Senate Judiciary Committee Revisits Drug Pricing Reform Bills
The Senate Judiciary Committee is showing renewed Congressional interest in oversight of the pharmaceutical industry, with five bipartisan drug bills on the agenda for review and discussion on February 9, 2023.
On February 9, 2023, the Senate Judiciary Committee will hold an executive business meeting to review various drug-related bills on the agenda. The proposed bipartisan legislation comes in the wake of the Inflation Reduction Act of 2022, which was passed in August 2022 and included several sweeping provisions related to prescription drug pricing and reform. Notably, the committee is reassessing a package of bills largely focused on increasing competition for brand drugs. The following bills are scheduled to be discussed by the committee:
- S. 79, Interagency Patent Coordination and Improvement Act of 2023 (Durbin, Tillis, Grassley, Coons). This bill would create a task force between the U.S. Patent and Trademark Office and the Food and Drug Administration ("FDA") reportedly to improve communication and coordination in implementing each agency's patent activities by encouraging the agencies to collaborate and share information on developments in science and technology.
- S. 113, Prescription Pricing for the People Act of 2023 (Grassley, Cantwell, Blumenthal, Blackburn, Tillis). This bill aims to increase transparency into pharmacy benefit manager ("PBM") practices by directing the Federal Trade Commission ("FTC") to issue a report addressing alleged anticompetitive PBM behaviors along with other trends, observations, or information on pharmaceutical pricing. As proposed, the FTC also would issue a supplemental report based on this review to highlight the agency's recommendations for related policy or legislative recommendations.
- S. 142, Preserve Access to Affordable Generics and Biosimilars Act (Klobuchar, Grassley, Durbin, Blumenthal, Booker, Ossoff). This bill would limit what the bill identifies as an anticompetitive practice, whereby manufacturers allegedly use pay-off agreements to delay the introduction of cheaper substitutes, ultimately, in the view of the bill, resulting in higher prescription drug costs.
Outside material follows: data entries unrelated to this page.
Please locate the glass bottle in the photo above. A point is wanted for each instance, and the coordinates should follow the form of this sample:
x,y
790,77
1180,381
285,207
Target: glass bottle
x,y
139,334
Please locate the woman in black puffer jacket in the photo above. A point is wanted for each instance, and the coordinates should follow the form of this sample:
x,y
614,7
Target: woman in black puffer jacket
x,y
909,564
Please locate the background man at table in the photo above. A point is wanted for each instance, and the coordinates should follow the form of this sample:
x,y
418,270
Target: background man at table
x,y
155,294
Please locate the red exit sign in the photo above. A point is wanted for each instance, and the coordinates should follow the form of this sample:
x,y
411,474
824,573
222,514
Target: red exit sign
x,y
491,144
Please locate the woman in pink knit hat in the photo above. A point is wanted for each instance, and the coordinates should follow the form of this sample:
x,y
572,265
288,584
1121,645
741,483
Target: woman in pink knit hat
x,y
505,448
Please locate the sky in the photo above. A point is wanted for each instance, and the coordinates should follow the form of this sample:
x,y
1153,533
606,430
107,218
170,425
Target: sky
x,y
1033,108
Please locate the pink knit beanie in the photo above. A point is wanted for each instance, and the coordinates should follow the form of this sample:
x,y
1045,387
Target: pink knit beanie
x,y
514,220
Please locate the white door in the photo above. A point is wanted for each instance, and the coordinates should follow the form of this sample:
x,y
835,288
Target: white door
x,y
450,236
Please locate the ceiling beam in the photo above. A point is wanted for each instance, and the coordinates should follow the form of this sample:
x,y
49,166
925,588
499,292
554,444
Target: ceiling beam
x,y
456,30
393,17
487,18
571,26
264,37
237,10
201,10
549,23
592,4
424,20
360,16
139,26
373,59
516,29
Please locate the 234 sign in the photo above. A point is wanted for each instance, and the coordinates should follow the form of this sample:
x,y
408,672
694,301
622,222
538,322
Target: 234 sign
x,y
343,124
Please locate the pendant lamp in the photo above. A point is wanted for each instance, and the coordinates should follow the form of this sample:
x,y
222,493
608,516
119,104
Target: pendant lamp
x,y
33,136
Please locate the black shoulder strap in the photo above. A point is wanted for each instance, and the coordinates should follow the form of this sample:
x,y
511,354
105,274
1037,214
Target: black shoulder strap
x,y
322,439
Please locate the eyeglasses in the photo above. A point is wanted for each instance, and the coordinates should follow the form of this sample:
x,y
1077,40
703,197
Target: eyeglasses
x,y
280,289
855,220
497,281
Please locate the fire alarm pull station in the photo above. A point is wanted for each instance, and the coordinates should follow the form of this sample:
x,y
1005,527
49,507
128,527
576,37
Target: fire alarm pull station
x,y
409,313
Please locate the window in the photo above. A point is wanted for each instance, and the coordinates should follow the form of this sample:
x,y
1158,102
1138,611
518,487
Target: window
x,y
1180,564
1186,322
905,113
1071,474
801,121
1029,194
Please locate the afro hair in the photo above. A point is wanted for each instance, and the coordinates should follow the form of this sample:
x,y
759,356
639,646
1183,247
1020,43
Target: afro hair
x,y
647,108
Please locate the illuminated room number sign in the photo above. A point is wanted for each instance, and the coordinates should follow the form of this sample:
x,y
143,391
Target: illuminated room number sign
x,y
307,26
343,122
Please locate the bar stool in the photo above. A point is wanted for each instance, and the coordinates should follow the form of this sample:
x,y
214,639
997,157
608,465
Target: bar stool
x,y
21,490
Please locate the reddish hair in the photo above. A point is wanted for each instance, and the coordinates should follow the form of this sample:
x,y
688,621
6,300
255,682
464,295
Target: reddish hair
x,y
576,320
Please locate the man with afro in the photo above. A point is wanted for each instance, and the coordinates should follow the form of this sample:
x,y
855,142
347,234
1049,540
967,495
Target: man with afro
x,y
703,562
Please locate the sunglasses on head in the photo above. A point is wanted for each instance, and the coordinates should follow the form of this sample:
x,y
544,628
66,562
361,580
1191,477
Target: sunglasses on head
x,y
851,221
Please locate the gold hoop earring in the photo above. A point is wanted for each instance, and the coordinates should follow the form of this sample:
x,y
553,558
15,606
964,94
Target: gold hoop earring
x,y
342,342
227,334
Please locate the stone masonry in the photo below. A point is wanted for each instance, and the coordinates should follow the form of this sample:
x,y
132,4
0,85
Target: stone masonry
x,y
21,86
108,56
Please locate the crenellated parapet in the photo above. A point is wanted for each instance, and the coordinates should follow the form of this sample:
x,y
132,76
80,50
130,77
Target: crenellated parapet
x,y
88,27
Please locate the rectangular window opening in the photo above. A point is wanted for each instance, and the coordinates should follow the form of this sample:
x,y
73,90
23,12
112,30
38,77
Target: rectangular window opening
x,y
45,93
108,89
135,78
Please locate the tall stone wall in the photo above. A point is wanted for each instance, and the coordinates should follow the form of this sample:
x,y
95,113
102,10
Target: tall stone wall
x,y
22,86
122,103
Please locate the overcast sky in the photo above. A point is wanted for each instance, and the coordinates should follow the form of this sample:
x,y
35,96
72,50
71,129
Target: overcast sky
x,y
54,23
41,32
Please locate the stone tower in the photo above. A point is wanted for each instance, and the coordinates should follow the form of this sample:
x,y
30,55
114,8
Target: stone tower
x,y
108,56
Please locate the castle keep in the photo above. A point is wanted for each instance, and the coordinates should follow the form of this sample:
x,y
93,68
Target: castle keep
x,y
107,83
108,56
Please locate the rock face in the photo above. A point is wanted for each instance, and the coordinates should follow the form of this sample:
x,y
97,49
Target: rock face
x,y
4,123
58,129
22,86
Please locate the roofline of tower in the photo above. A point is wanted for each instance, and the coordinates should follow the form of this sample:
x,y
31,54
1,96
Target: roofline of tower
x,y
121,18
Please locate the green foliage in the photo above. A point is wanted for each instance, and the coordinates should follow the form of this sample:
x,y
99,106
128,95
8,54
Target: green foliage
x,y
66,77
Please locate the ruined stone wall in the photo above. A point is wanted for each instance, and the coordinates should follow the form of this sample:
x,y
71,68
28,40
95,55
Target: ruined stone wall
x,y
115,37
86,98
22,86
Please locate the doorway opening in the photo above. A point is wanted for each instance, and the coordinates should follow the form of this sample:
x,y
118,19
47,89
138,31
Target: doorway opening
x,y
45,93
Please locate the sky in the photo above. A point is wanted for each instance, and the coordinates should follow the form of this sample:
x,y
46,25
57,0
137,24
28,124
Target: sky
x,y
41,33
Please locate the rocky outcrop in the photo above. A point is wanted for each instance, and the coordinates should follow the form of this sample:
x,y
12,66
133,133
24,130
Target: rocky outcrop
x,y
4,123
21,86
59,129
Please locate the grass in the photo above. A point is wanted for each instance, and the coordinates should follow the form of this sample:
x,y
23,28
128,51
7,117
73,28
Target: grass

- S. 148, Stop STALLING Act (Klobuchar, Grassley, Durbin, Blumenthal, Cruz, Booker, Ossoff). This bill seeks to disincentivize branded pharmaceutical companies from filing what it claims is a "sham" petition with the FDA for the alleged intention of interfering with the regulatory approval process for generics and biosimilars that would compete with their own products. If passed, this bill also would provide additional enforcement authority to the FTC against companies who file such petitions.
- S. 150, Affordable Prescriptions for Patients Act of 2023 (Cornyn, Blumenthal, Grassley, Durbin, Cruz, Klobuchar). This bill seeks to lower drug prices by foreclosing what the bill alleges are anticompetitive practices related to patents being deployed by manufacturers to block generic and biosimilar competition from coming to market.